The HydraSolve™ Lipoplasty System is intended to be used for liquefaction and aspiration of localized subcutaneous fatty deposits for the purpose of aesthetic body contouring. The HydraSolve™ Lipoplasty System is Indicated for use in aesthetic body contouring.

Device Description

The Andrew Technologies HydraSolve™ Lipoplasty System is a liposuction system used to perform body contouring. It is designed to perform selective tissue extraction through a cannula that utilizes pressurized, heated, and pulsed saline solution in addition to suction.

The device includes the HydraSolve™ Console which contains within its durable case. a user interface, controller, power supply, and Phaser™ energy transfer systems (both heat and pressure). The system also includes a tumescent infusion component which is compatible with commercial off-the-shelf (COTS) tumescent cannulae and tubing. The device also includes the Sterile Treatment Kit consisting of a pumping mechanism, heat exchanger and tubing and a reusable limited-use handpiece with integral cannula. The device interfaces with COTS waste canisters and suction tubing.

AI/ML Overview

The provided text is a 510(k) summary for the Andrew Technologies HydraSolve™ Lipoplasty System. It is focused on demonstrating substantial equivalence to a predicate device based on non-clinical testing. Therefore, it does not contain the detailed information required to answer all parts of your request regarding acceptance criteria and a study proving device performance in the context of an AI/ML device.

Specifically, the document states: "Non-clinical test data was used to support the decision of safety and effectiveness.

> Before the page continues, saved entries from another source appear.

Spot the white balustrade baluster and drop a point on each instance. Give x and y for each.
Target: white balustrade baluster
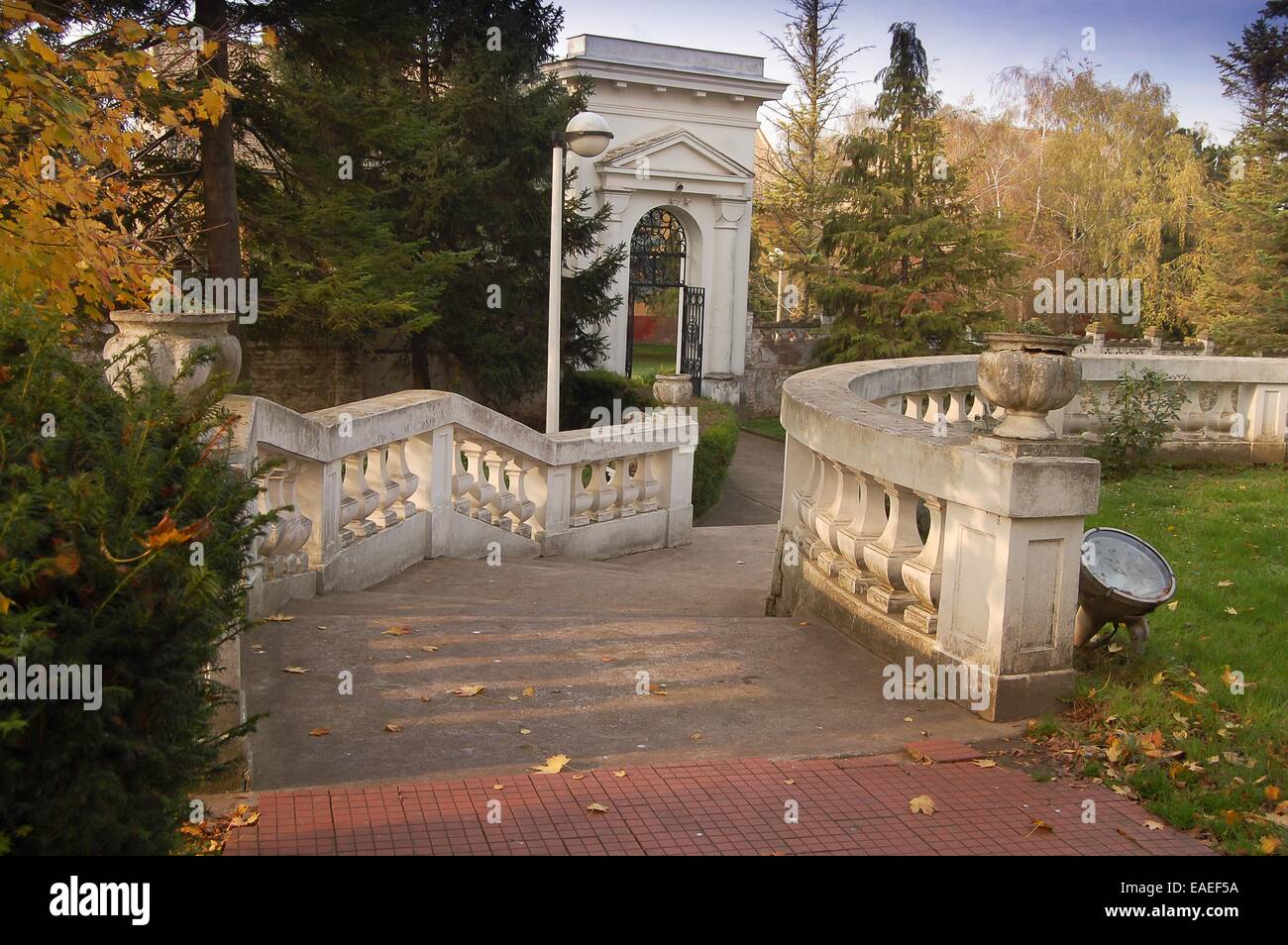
(900, 542)
(626, 476)
(956, 411)
(923, 574)
(649, 486)
(482, 490)
(463, 479)
(385, 488)
(360, 502)
(407, 480)
(523, 507)
(502, 499)
(866, 525)
(603, 506)
(579, 506)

Clinical testing was not necessary. Non-clinical testing consisted of performance testing of the new cannulae design." This indicates that the evaluation was for a physical medical device (a lipoplasty system and its cannulae), not an AI/ML device.

However, I can extract the information that is present and explain why other requested information is not available in this document.

Here's what can be addressed based on the provided text:

1. A table of acceptance criteria and the reported device performance

The document does not provide a table of acceptance criteria with specific metrics or reported device performance in a quantitative manner. It generally states that "Non-clinical test data was used to support the decision of safety and effectiveness. Non-clinical testing consisted of performance testing of the new cannulae design." Without specific performance metrics or criteria, a table cannot be constructed.

2. Sample sized used for the test set and the data provenance (e.g. country of origin of the data, retrospective or prospective)

This information is not provided in the document. The document refers to "non-clinical test data" and "performance testing of the new cannulae design," but it does not specify sample sizes for these tests, nor the origin or nature (retrospective/prospective) of any data.

3. Number of experts used to establish the ground truth for the test set and the qualifications of those experts (e.g. radiologist with 10 years of experience)

This information is not applicable and not provided. The testing described is "non-clinical performance testing of the new cannulae design," which would typically involve engineering or laboratory tests, not expert interpretation or ground truth establishment in the context of diagnostic or prescriptive AI/ML.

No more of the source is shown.